$$
\Huge G \cup n \; \sqrt{-1} \; \ell \; e \; \emptyset
$$

<p style="text-align: center">A lipsync project, made by Nil Atabey, Leonardo Biason and Günak Yüzak</p>


---

<h2 align="center"><b>Table of Contents</b></h2>

1. [Code structure](#1-code-structure)
2. [Import of the Packages](#2-import-of-the-packages)
3. [Data Loading](#3-data-loading)
4. [Model Settings](#4-model-settings)
5. [Training + Testing](#5-training--testing)

$$
\newcommand{\goto}{\; \longrightarrow \;}
\newcommand{\tdconv}{\text{2D Convolution} }
\newcommand{\relu}{\text{ReLU} }
$$

---

## 1) Code Structure

The code structure is the following:

```python
project
 ├ assets
 │  ├ cnn.py
 │  └ dataloader.py
 └ data
```

---

## 2) Import of the Packages

Standard packages needed that can be installed with either `conda` or `pip`:

In [1]:
# Pytorch imports
import torch
from torch.utils.data import DataLoader
from torchvision import datasets
from torchvision.transforms import ToTensor
from torch import nn
import torchmetrics
import torchinfo

# Utils imports
import numpy as np
import os
import matplotlib.pyplot as plt

Custom imports from our libraries:

In [2]:
from assets.gnldataloader import GNLDataLoader
from assets.cnn import LabialCNN
from assets.loops import train_loop, test_loop

---

## 3) Data Loading

In order to clean the code and make sure that there were the same number of videos and labels, the following code was performed:

```python
a, b = sorted(os.listdir("data/matching/fronts")), sorted(os.listdir("data/matching/labels"))
a_new, b_new = set([item[:-4] for item in a]), set([item[:-5] for item in b])
tot = a_new.intersection(b_new)
print(tot)

for item in b:
    if item[:-5] in tot:
        prev_path = os.path.join(path_labels, item)
        os.rename(prev_path, os.path.join("data/matching/labels", item))

print(len(tot))
```

In [7]:
# Create the dataloaders of our project
path_data = "data/matching/fronts" # "data/lombardgrid_front/lombardgrid/front"
path_labels = "data/matching/labels" # "data/lombardgrid_alignment/lombardgrid/alignment"

dataset = GNLDataLoader(path_labels, path_data, transform=None, debug=True)

# Test
print(
    f"[DEBUG] Items in the data folder: {len(sorted(os.listdir(path_data)))}",
    f"[DEBUG] Items in the labels folder: {len(sorted(os.listdir(path_labels)))}",
    sep="\n"
)
#print(dataset[0][1][0])
# print(dataset[0][1][0].shape)

dset_train = dataset[0:128]

dataloader_train = DataLoader(dset_train, batch_size=32, shuffle=True, num_workers=128)
dataloader_test = DataLoader(dataset[128:192], batch_size=32, shuffle=True, num_workers=128)

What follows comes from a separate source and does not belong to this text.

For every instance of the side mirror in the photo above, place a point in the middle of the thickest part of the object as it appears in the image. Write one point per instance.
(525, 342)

[DEBUG] The data dir has been recognized
[DEBUG] The label dir has been recognized
[DEBUG] Items in the data folder: 5129
[DEBUG] Items in the labels folder: 5129
[DEBUG] Index of the dataloader: slice(0, 128, None)
[DEBUG] Data folder: ['s10_l_bbat9p.mov', 's10_l_bbay5n.mov', 's10_l_bbbg8s.mov', 's10_l_bbbg9p.mov', 's10_l_bgin7n.mov', 's10_l_braczp.mov', 's10_l_brin2n.mov', 's10_l_bwbc1s.mov', 's10_l_bwbi7s.mov', 's10_l_bwbp9a.mov', 's10_l_bwiu3s.mov', 's10_l_bwwoza.mov', 's10_l_lbbt4a.mov', 's10_l_lgif6n.mov', 's10_l_lgwp6p.mov', 's10_l_lgwz8a.mov', 's10_l_lral6p.mov', 's10_l_lwix7n.mov', 's10_l_pbbj5n.mov', 's10_l_pbbq3s.mov', 's10_l_pbwf9p.mov', 's10_l_pbwm2p.mov', 's10_l_pbwq2a.mov', 's10_l_pbwz2n.mov', 's10_l_pgae7s.mov', 's10_l_pgba6s.mov', 's10_l_pgil3n.mov', 's10_l_pgir2a.mov', 's10_l_pgwe9p.mov', 's10_l_prax4n.mov', 's10_l_prayzp.mov', 's10_l_prws1p.mov', 's10_l_pwwh1p.mov', 's10_l_pwws8n.mov', 's10_l_sbbh6a.mov', 's10_l_sbib5a.mov', 's10_l_sgad4s.mov', 's10_l_sgbj5p.mov', 's

KeyboardInterrupt: 

## 4) Model Settings

The following settings are applied:
> `device`: specifies where the model must be trained. If an Nvidia GPU is detected, then CUDA will be used;<br>
> `epochs`: the number of epochs;<br>
> `batch_size`: the size of each singular batch of analysed images;<br>
> `learning_rate`: `N/A`;<br>
> `loss_fn`: the loss function of the model;<br>
> `optimizer`: the optimizer of the model. For now it's `AdamW`, which is more performant than `SGD`.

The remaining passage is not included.